Monétisation de la dette (2008–2020)
Avec des taux proches de zéro, la banque centrale américaine lança un programme d’« assouplissement quantitatif » (quantitative easing) pour stimuler l’économie en facilitant l’expansion de la dette publique. L’assouplissement quantitatif est un terme technique désignant la monétisation de la dette : la banque centrale imprime de la monnaie pour acheter des obligations d’État ou des titres hypothécaires que le secteur privé n’est pas en mesure d’absorber. L’objectif était d’injecter de la liquidité dans les marchés, soutenir les prix des actifs et encourager le crédit.
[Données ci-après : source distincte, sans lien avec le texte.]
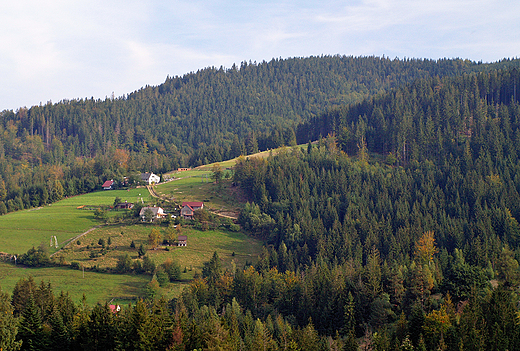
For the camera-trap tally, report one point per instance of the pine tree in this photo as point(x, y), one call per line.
point(8, 325)
point(31, 328)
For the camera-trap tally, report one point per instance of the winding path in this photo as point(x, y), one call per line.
point(77, 237)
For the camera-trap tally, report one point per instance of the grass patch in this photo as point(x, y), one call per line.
point(231, 246)
point(121, 289)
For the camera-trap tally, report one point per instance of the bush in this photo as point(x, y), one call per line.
point(124, 264)
point(35, 257)
point(162, 277)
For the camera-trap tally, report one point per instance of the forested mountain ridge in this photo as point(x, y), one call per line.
point(70, 147)
point(397, 230)
point(431, 225)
Ces programmes ont permis de stabiliser le système financier et les marchés, mais ont aussi eu des effets pervers. Les taux à 0 % ont permis aux plus riches de s’endetter pour acheter actions, obligations et immobilier, avec des rendements supérieurs au coût de leurs emprunts. Cela a accentué les inégalités de richesse et la polarisation sociale, tandis que l’économie réelle restait fragile. La population dans son ensemble n’a que peu bénéficié de ce cycle en termes de salaires ou d’emplois, tandis que le poids de la dette publique continuait de croître.
Expansion monétaire et budgétaire coordonnée (2020–aujourd’hui)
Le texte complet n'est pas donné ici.